“Aqui não se vive, muito se pensa em trabalhar e em fazer sempre as mesmas coisas sob o pretexto de que sempre foi assim”. Esta frase ouço repetidas vezes desde que partilho a vida com um jovem carioca. As linhas de hoje são um tanto confessionais, aviso de antemão.
O trabalho é um traço cultural da nossa região, aquele que inflamos os pulmões e o ego para entoar cheios de orgulho, como se fosse grande coisa ou elemento de distinção moral superiorizante que nos coloque em outro patamar evolucionário. Ouvir, quase que diariamente, que aqui não se vive, me feriu por um bom tempo. Mas, como é de minha práxis psicológica associar aquilo que nos ofende com aquilo que mais intimamente concordamos, obriguei-me a refletir.
A vida pacata, segura e altamente laboral que temos a oportunidade de viver também é um limitador da expansão intelectual, que, é óbvio, não precisa ser desejada ou almejada por todos, afinal, o mundo sempre demandará de Faustos. Somos a mais perfeita definição de sujeitos em servidão, e de quebra, ainda somos felizes por isso. A leitura recente da obra: Admirável mundo novo, de Aldus Huxley, somada à curta viagem de férias no fim do ano, faz-me arriscar afirmar que essa limitação intelectual que vivemos se deve a uma distância abismal de expressões da grande arte e, também, porque não, de situações que imponham desafios mais viscerais a nossa vida. A redoma que nos protege nos deixa burros.

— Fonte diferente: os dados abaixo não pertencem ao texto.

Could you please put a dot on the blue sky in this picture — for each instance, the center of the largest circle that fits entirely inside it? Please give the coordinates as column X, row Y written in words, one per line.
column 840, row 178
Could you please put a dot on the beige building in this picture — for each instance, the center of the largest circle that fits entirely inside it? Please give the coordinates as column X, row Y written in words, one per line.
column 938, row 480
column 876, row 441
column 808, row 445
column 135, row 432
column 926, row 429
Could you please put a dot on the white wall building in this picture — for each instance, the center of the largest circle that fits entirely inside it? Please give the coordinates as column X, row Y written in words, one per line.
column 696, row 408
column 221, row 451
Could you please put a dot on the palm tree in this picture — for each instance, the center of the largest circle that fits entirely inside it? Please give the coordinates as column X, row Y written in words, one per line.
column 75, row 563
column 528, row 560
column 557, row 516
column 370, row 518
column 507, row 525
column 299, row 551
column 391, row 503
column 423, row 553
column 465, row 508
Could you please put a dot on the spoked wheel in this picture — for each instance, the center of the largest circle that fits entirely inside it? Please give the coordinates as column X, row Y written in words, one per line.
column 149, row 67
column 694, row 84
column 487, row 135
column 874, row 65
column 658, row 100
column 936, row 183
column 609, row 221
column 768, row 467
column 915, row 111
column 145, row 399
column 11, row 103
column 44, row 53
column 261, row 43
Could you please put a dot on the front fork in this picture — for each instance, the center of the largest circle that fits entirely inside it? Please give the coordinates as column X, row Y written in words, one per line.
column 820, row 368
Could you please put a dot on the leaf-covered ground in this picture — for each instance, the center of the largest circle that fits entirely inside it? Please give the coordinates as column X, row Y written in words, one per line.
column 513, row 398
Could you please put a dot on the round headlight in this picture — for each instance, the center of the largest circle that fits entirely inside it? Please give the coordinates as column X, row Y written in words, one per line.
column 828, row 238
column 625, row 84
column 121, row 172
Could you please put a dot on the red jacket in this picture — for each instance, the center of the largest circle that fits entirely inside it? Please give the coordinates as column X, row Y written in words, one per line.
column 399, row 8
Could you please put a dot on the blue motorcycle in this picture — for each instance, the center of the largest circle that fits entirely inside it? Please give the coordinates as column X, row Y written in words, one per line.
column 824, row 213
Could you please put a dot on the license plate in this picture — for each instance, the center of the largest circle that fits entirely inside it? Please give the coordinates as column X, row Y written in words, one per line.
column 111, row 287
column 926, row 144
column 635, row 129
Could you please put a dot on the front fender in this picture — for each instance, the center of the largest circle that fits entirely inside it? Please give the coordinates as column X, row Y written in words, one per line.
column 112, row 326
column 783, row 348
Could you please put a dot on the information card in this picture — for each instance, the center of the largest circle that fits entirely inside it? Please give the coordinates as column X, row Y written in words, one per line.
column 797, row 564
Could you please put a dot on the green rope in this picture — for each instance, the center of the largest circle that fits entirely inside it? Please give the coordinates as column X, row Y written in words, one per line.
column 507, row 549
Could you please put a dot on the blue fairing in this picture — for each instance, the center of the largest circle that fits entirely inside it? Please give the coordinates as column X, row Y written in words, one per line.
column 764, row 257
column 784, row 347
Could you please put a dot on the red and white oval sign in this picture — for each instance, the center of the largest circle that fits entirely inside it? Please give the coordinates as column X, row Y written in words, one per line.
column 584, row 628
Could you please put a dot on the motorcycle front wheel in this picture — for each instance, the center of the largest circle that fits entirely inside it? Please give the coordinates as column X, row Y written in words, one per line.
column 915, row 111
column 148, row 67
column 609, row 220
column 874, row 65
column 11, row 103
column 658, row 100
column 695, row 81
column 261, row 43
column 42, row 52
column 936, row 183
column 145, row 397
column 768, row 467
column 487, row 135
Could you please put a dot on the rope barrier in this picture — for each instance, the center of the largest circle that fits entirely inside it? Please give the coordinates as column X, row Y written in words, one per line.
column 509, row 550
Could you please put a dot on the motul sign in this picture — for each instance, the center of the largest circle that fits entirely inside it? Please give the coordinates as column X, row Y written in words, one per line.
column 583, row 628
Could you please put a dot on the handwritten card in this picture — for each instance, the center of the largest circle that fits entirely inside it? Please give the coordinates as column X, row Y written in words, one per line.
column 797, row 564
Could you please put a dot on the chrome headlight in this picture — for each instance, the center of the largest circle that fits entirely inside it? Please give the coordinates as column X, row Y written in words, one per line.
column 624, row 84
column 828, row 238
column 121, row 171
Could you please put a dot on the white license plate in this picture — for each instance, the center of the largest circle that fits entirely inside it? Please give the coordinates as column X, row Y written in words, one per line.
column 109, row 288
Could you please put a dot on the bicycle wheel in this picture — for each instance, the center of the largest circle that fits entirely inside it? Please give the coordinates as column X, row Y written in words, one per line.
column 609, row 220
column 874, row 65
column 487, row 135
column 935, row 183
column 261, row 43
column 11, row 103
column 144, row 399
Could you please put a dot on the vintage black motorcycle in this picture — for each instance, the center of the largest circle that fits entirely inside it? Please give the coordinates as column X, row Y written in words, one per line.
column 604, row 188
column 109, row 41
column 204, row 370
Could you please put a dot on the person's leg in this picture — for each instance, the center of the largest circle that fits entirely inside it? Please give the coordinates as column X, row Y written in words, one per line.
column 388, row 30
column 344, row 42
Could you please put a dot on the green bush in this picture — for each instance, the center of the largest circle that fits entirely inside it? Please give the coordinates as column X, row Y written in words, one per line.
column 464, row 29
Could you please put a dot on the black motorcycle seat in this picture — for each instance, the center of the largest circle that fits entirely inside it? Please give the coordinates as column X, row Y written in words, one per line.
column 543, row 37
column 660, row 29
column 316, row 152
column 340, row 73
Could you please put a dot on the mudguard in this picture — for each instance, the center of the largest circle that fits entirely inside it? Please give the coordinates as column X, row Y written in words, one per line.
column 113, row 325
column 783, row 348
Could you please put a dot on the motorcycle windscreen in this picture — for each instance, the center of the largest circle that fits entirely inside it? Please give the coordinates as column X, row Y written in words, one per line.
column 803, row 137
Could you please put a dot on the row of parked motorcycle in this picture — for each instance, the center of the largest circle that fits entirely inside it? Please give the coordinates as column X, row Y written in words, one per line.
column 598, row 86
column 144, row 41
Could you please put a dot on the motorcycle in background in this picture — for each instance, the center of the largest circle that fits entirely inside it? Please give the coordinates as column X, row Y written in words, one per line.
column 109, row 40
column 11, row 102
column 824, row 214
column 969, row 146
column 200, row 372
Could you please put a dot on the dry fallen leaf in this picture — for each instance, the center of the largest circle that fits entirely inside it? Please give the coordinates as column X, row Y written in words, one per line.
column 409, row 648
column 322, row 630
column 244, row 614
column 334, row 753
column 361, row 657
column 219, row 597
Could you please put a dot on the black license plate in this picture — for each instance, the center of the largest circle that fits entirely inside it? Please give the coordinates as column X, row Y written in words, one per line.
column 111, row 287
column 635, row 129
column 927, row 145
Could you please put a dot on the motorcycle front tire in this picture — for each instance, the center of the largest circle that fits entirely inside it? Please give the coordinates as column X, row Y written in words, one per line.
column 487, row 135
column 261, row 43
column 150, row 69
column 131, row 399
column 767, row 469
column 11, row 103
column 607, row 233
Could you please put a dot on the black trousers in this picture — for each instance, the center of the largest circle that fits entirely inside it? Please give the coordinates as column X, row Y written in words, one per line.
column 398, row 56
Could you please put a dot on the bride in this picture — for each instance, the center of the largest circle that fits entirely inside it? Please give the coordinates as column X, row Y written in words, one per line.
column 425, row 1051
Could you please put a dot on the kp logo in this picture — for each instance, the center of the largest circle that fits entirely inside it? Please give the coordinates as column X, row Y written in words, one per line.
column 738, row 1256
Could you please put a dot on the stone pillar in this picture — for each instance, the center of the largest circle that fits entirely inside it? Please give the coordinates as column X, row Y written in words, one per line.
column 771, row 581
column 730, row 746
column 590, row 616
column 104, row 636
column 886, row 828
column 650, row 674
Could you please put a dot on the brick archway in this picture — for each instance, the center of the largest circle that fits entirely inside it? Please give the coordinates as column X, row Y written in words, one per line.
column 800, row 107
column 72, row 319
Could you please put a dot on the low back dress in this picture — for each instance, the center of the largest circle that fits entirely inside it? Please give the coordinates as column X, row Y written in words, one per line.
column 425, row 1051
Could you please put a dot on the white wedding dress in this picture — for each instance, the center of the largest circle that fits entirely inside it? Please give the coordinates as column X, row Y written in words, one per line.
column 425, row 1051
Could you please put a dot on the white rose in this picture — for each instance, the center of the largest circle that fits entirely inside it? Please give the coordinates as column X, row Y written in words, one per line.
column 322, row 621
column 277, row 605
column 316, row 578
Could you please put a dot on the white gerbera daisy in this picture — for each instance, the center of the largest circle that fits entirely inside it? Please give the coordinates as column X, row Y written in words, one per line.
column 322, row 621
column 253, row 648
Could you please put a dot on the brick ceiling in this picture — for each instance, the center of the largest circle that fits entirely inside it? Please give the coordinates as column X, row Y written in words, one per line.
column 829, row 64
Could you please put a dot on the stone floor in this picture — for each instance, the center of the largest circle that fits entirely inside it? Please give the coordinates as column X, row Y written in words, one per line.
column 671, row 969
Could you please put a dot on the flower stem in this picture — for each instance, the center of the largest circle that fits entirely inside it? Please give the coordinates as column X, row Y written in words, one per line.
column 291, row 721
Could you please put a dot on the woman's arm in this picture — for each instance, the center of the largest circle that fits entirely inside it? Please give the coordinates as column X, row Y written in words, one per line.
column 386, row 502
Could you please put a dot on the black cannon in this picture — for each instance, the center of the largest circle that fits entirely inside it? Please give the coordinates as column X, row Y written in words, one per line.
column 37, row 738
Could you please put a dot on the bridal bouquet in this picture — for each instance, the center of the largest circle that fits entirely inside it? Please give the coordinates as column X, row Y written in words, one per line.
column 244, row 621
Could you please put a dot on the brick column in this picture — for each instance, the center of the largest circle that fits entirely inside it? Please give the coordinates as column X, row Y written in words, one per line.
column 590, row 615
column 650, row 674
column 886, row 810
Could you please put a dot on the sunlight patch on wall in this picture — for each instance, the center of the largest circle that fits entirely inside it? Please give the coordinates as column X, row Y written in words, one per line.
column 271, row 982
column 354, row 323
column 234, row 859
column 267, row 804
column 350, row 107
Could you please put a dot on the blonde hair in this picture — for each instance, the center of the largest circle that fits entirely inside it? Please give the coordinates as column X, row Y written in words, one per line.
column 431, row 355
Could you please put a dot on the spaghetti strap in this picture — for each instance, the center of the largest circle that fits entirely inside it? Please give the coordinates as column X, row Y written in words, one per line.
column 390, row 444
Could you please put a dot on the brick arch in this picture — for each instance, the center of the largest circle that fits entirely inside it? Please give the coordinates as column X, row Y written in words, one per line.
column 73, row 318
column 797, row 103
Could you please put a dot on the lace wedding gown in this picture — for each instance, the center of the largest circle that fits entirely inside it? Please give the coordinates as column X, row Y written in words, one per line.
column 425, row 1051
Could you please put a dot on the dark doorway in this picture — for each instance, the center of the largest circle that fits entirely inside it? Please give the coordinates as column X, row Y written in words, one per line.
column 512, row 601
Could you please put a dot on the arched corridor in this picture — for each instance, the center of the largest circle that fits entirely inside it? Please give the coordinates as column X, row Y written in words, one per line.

“Esse é o preço que temos de pagar pela estabilidade. É preciso escolher entre a felicidade e aquilo que antigamente se chamava a grande arte. Nós sacrificamos a grande arte […] Não é somente a arte que é incompatível com a felicidade, também o é a ciência. Ela é perigosa; temos de mantê-la cuidadosamente acorrentada e amordaçada.” Este fragmento extraído de Admirável mundo novo, me traz algum entendimento das razões pelas quais encontramos negacionistas em cada esquina das cidades de nossa região.
Nutrir aquilo que chamamos de alma, ou espírito (ou o nome que se queira dar) com grande arte é o que nos falta. Assistir a uma peça de teatro e admirar o talento dos artistas; permanecer longos instantes ouvindo música erudita, que se ouvida com dedicação faz as vísceras se moverem; contemplar uma obra pintada, esculpida, xilogravada, não há preço no valor disso; visitar museus, edifícios históricos, ou então, simplesmente, olhar com dedicação para a magnificência da natureza, nos amplia, nos expande, nos eleva.
Infelizmente, é possível percorrer todo tempo da existência sem questionar-se sobre a vida uma única vez. Não atoa nos sentimos tão vazios de sentido e buscamos desesperadamente nos dignificar no trabalho.